For Essays #1 and #2, choose a generative exercise and expand it into a larger essay: no less than eight pages (double spaced), and no more than twelve pages. Use the published readings as models for structure, characterization, scene and summary, and other craft features.
Good luck! I encourage you to collaborate often outside of class with your peers: bounce ideas off one another, share drafts, make editing suggestions, offer encouragement. The best workshops always extend beyond the classroom. And please feel free to come in and see me about your drafts during office hours.
Grading Criteria for Essays:
1. Essay drafts must be complete. Endings are difficult, but they are absolutely necessary. Find a way to finish your piece before you turn it in.
2. Essay drafts should be proofread carefully. Basic proofreading mistakes jolt the reader out of the dream you are creating.
3. The essay’s persona is focused.
4. The essay’s subject is focused.
5. The essay supplies the reader with the basic, orienting facts they need.
6. Tension and conflict are developed. The essay has a protagonist (the narrator or someone the narrator is telling a story about) who wants something, and there are obstacles to what they want, and those obstacles are formidable.

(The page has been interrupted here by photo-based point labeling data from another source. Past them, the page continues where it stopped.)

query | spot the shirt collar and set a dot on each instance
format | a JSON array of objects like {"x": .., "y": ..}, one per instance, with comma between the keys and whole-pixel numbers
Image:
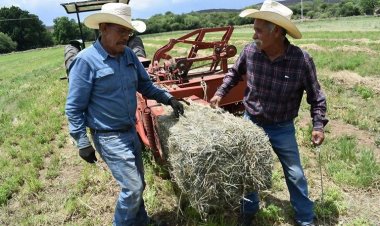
[
  {"x": 98, "y": 46},
  {"x": 287, "y": 53}
]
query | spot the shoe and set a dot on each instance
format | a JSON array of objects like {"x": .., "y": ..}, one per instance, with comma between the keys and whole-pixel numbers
[
  {"x": 153, "y": 222},
  {"x": 245, "y": 219},
  {"x": 299, "y": 223}
]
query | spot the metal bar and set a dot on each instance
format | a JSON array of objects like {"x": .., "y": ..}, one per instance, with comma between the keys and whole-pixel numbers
[{"x": 80, "y": 27}]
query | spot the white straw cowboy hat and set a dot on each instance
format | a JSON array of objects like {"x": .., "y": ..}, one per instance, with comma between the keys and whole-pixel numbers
[
  {"x": 276, "y": 13},
  {"x": 116, "y": 13}
]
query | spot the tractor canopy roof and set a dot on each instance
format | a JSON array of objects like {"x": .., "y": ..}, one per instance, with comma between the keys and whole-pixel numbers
[{"x": 87, "y": 6}]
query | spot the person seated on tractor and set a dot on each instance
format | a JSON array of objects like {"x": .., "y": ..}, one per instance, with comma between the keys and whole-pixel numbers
[
  {"x": 136, "y": 44},
  {"x": 104, "y": 79}
]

7. The essay balances scene and summary for dramatic effect.
8. Details are concrete and significant and alive to the senses.
9. The writer pays heightened attention to language: to diction, to sentence variety.
10. The writer takes some risks at the levels of craft: structure, characterization, dialogue, setting and atmosphere, imagery, etc.. Push yourself to do things that you haven’t done in the past. I don't expect the essay to excel at all craft features, or even many craft features. But I do expect you to pay close attention to at least two of these craft features.